Aside from general enhancements such as the above stretch, specific features can be enhanced. High spectral resolution data works best for this and can be unmixed to reveal specific types of ground cover. However, even multispectral data can be used for select ground cover enhancement. For example, vegetation can be enhanced using a vegetation index, the most simple of which is derived by dividing the near infrared maximum by the visible red minimum. For the ASTER data you are using this would be band 3/band 2. Try this with Raster Calculator and compare the results with ASTER Band 3 (maximum vegetation brightness band). You will need to assign the data as Float. To view vegetation it is customary to assign near infrared, visible red, and visible green or blue to R, G, B color guns respectively. As ASTER does not have a visible blue band you will use visible green. Use MAKESTACK to create a new image with ASTER bands 1 and 2 and your new vegetation enhancement band. Compare this to the raw ASTER imagery assigned to Bands 3, 2, 1 = R, G, B. Do you see more vegetation in red in the new image? Another, superior vegetation index (normalized vegetation index - NDVI) is:  IR -Red/IR + Red or in this case float([Band3] - [Band2]) / float([Band3] + [Band2]) – replace the band names with your DOS processed bands. Give it a try and save the results.


There is little vegetation in this image, so enhancement is necessary to even see it.
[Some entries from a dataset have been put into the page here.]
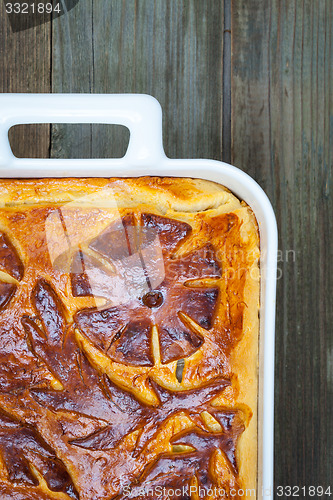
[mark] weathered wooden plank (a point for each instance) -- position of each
(282, 121)
(172, 50)
(25, 67)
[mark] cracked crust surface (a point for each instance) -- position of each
(129, 338)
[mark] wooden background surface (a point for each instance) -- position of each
(246, 81)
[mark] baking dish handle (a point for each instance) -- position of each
(140, 113)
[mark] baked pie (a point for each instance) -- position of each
(129, 340)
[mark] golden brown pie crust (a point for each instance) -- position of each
(108, 390)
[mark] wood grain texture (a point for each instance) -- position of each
(25, 67)
(282, 131)
(172, 50)
(277, 77)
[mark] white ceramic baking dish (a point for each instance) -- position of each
(142, 115)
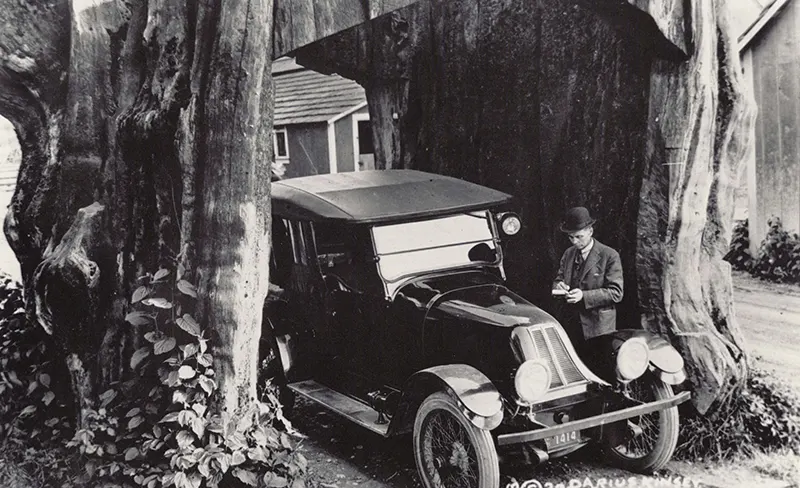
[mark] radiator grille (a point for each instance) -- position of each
(551, 349)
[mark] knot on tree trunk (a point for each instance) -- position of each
(66, 283)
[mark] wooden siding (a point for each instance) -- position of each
(776, 71)
(308, 150)
(343, 128)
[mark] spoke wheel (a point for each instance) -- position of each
(653, 447)
(273, 371)
(449, 450)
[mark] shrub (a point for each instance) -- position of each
(778, 257)
(765, 417)
(739, 253)
(36, 410)
(165, 434)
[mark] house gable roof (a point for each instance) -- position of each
(303, 96)
(378, 196)
(750, 17)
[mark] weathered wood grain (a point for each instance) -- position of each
(300, 22)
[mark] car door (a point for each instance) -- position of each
(353, 300)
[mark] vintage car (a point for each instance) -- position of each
(389, 308)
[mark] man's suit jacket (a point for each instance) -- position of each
(601, 283)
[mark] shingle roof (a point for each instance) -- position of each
(749, 17)
(304, 96)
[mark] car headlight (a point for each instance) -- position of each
(532, 380)
(510, 223)
(633, 358)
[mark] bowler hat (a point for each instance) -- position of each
(576, 218)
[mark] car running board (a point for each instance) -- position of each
(353, 410)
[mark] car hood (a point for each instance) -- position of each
(475, 297)
(489, 304)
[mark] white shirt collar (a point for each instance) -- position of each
(585, 250)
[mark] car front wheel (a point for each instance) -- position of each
(655, 434)
(449, 450)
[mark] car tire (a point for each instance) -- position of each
(653, 448)
(273, 372)
(451, 452)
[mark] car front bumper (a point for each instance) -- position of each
(589, 422)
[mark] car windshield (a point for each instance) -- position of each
(430, 245)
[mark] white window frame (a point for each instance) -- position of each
(275, 133)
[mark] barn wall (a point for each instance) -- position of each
(308, 150)
(343, 129)
(776, 78)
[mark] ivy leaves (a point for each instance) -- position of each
(171, 436)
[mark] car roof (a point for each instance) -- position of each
(378, 196)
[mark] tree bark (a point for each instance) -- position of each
(699, 126)
(562, 106)
(145, 131)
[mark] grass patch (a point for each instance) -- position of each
(763, 419)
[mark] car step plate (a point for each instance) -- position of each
(341, 404)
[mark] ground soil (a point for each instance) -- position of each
(344, 455)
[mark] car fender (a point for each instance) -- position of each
(477, 396)
(665, 361)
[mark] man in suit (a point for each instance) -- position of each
(589, 279)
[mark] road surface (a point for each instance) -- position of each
(769, 316)
(344, 455)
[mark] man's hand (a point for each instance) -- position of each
(575, 295)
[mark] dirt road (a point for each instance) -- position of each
(344, 455)
(769, 316)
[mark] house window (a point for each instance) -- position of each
(281, 143)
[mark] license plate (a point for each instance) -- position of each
(563, 440)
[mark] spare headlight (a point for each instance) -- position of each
(532, 380)
(632, 359)
(510, 223)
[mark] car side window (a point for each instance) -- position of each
(343, 254)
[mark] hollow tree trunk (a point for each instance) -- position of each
(699, 126)
(145, 131)
(562, 105)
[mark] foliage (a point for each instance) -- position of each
(169, 434)
(35, 410)
(778, 257)
(739, 253)
(765, 417)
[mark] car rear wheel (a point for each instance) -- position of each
(449, 450)
(653, 446)
(272, 373)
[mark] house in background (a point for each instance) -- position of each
(321, 122)
(769, 44)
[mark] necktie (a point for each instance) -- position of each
(576, 270)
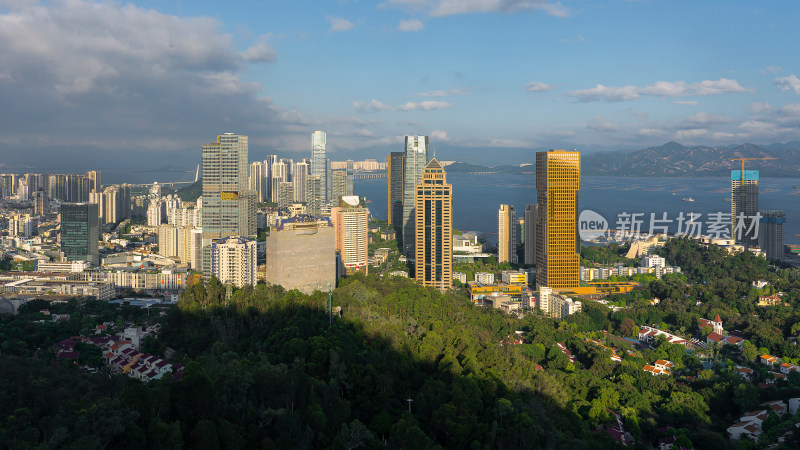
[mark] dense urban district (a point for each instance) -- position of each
(263, 306)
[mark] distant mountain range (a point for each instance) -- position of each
(675, 160)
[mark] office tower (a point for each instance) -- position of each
(416, 157)
(434, 224)
(507, 234)
(770, 234)
(313, 196)
(168, 241)
(77, 188)
(285, 194)
(233, 261)
(350, 226)
(154, 217)
(530, 234)
(302, 170)
(558, 174)
(94, 180)
(744, 201)
(255, 181)
(271, 159)
(394, 189)
(280, 173)
(190, 246)
(339, 184)
(22, 189)
(80, 231)
(35, 181)
(41, 204)
(228, 207)
(8, 184)
(351, 174)
(20, 225)
(301, 254)
(319, 162)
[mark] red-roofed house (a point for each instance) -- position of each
(714, 338)
(769, 360)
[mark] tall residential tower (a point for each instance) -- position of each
(558, 176)
(433, 212)
(416, 157)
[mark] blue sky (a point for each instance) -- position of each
(151, 81)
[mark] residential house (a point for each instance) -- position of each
(770, 360)
(777, 406)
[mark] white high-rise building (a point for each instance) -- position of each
(233, 261)
(302, 170)
(280, 174)
(154, 213)
(416, 158)
(530, 234)
(228, 205)
(319, 162)
(256, 180)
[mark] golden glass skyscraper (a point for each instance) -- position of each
(434, 224)
(558, 176)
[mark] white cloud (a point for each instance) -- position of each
(339, 24)
(439, 135)
(658, 89)
(410, 25)
(758, 107)
(600, 124)
(441, 8)
(99, 83)
(261, 51)
(377, 106)
(705, 120)
(538, 86)
(789, 83)
(444, 93)
(578, 38)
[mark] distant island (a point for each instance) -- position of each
(673, 160)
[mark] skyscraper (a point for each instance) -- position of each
(507, 234)
(416, 157)
(339, 185)
(319, 163)
(227, 204)
(257, 179)
(530, 234)
(350, 225)
(280, 174)
(233, 261)
(434, 224)
(302, 170)
(770, 234)
(558, 174)
(80, 231)
(394, 189)
(744, 201)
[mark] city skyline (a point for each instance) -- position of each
(550, 75)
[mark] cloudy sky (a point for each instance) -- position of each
(88, 84)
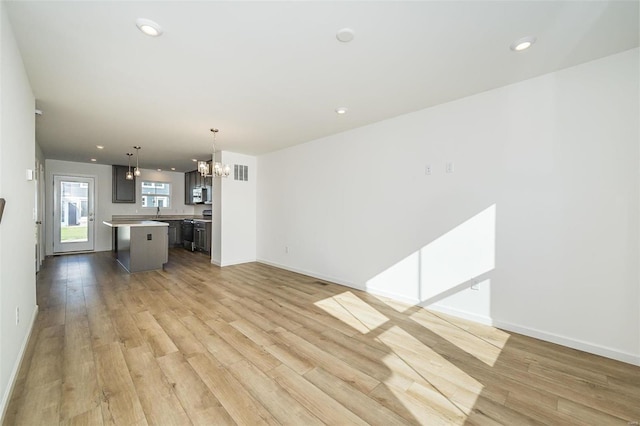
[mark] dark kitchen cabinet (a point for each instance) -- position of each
(123, 190)
(202, 236)
(189, 184)
(175, 232)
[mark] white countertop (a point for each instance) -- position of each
(122, 223)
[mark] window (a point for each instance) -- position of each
(156, 194)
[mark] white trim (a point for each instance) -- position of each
(541, 335)
(16, 369)
(481, 319)
(312, 274)
(237, 262)
(393, 296)
(570, 343)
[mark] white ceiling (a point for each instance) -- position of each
(270, 74)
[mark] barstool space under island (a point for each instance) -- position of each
(142, 245)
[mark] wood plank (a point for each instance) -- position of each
(313, 399)
(159, 403)
(199, 403)
(275, 399)
(360, 404)
(251, 343)
(240, 405)
(160, 343)
(120, 402)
Band ratios can be useful for other materials as well. For instance clay minerals have a diagnostic absorption around ~2200 nm. This is found in ASTER band 6 in our data set (ASTER SWIR band 3). The reflectance maximum for clays is at around 1600 - 1700 nm -- band 4 in our data set (ASTER SWIR band 1). Try a Band4/Band6 ratio (remembering raster calculator syntax) and determine if any clay minerals are abundant in the image. Save the results.


I will review your results in class when you are finished.